Dans ces conditions, le discours de l’Union européenne a connu une inflexion, et les conditionnalités ont été renforcées dans l’aide européenne au développement : en 2021, le nouvel instrument de voisinage, de coopération au développement et de coopération internationale dans le monde (70,8 milliards d’euros pour 2021-2027, dont 10% consacrés aux migrations) maintient, certes, une approche incitative, un « bonus » représentant 10% de l’enveloppe financière initialement octroyée à un pays tiers pouvant récompenser une bonne coopération migratoire.
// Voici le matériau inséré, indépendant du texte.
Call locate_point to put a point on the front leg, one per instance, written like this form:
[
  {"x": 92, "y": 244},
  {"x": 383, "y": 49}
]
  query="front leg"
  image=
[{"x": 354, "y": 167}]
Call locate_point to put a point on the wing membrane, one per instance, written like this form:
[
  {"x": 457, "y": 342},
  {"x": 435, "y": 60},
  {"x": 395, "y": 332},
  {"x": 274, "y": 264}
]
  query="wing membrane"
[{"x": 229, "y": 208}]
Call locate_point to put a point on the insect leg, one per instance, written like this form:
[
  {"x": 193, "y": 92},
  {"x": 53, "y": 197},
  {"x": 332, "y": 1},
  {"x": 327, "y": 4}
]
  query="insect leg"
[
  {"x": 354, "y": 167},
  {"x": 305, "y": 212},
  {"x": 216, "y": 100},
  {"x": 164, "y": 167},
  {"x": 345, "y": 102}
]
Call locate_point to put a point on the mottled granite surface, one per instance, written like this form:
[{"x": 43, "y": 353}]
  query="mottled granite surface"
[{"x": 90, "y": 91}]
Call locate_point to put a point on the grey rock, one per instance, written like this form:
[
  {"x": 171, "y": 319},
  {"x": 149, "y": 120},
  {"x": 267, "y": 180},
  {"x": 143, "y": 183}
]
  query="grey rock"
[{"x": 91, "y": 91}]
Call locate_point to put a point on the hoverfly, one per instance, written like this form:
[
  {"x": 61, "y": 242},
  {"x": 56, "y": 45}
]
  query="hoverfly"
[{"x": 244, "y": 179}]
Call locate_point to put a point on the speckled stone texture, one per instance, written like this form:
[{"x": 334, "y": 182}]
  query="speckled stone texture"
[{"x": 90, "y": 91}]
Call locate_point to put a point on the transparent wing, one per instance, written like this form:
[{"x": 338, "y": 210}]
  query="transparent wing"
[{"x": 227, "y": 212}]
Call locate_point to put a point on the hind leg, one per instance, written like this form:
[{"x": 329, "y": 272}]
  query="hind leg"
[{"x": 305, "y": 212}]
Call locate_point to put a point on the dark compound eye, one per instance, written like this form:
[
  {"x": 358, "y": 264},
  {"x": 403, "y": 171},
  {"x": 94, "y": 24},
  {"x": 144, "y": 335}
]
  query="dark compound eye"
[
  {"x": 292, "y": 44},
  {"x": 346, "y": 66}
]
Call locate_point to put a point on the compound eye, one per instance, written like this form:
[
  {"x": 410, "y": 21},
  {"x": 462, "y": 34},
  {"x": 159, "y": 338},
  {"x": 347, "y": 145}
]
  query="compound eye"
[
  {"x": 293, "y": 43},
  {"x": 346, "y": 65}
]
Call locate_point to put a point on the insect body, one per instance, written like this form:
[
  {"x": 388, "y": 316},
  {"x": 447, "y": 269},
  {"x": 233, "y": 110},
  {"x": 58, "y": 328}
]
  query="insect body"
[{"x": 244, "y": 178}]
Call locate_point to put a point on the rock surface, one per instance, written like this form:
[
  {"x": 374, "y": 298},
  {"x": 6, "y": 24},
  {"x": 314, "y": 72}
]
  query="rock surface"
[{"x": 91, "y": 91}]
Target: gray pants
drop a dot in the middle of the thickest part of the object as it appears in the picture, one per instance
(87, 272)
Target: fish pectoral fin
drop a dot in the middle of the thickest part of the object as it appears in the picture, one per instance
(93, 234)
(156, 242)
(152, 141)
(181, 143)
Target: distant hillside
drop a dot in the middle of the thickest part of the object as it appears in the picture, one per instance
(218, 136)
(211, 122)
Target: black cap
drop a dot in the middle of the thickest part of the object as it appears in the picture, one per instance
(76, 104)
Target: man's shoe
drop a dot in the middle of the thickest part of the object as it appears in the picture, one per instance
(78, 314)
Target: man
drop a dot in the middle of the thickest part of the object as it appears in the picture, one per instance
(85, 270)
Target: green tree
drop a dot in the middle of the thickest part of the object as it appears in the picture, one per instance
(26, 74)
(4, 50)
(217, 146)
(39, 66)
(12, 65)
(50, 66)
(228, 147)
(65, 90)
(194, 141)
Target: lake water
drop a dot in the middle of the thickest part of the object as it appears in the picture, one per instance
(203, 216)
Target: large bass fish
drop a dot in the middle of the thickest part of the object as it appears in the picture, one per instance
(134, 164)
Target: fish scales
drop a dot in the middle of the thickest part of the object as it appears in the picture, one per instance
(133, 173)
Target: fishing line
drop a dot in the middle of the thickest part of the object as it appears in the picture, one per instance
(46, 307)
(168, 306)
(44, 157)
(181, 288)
Cependant, l’UE prévoit également de réduire ses aides si les pays tiers coopèrent insuffisamment en matière de migration. L’approche « less for less » complète donc celle du « more for more ».
L’utilisation de l’aide comme « levier » pour la coopération migratoire fait cependant débat, au regard de son impact sur le revenu des États récipiendaires(2). Dans un contexte économique dégradé au sud, et alors que la Russie et la Chine cherchent à y concurrencer l’Union européenne, l’introduction d’une conditionnalité migratoire lors du renouvellement du système des préférences généralisées (SPG) oppose le Conseil, qui la soutient, au Parlement européen, qui n’y est pas favorable.
Néanmoins, concrètement, il ne semble pas que l’UE envisage de réduire fortement l’aide au développement pour forcer des coopérations migratoires. Dans les plans d’action de l’UE pour la Méditerranée centrale (novembre 2022), les Balkans occidentaux (décembre 2022) et la Méditerranée occidentale et l’Atlantique (juin 2023), l’UE mentionne ces financements, qu’elle veut centrer sur la lutte contre les flux irréguliers, le développement des systèmes de protection internationale des pays tiers et des programmes de retour et de réadmission notamment. Financements auxquels s’ajoute de l’aide structurelle au développement, mais il n’est jamais question de réduire ces aides. Dans sa proposition de révision, à mi-parcours du cadre financier pluriannuel, présentée fin juin, la Commission européenne envisage également, pour mieux gérer les migrations, d’augmenter de 10,5 milliards d’euros la ligne budgétaire « Voisinage et monde », et de 2,5 milliards d’euros la réserve de solidarité et d’aide d’urgence. Enfin, le mémorandum d’entente signé entre l’UE et la Tunisie prévoit une aide de 900 millions d’euros, dont 105 millions devraient être versés dès 2023. Si une partie de ces financements devrait aller à la lutte contre l’immigration irrégulière — ce qui a pu susciter des controverses —, la Tunisie a obtenu de l’UE un soutien structurel important à son développement (stabilité macroéconomique, agriculture, transitions numérique et énergétique, économie circulaire, transport aérien, formation professionnelle), le « nexus migration/développement » étant spécifiquement mentionné.
Ainsi, au regard de la situation dégradée dans les pays en développement, et des luttes d’influences géopolitiques en cours, la logique du « more for more » semble devoir prévaloir sur celle du « less for less ».
(2) Mauro Lanati and Rainer Thiele, “The Link between Economic Growth and Emigration from Developing Counties: Does Migrants’ Skill Composition Matter?”, European University Institute, Migration Policy Centre, RSP Working Paper 91, 2021.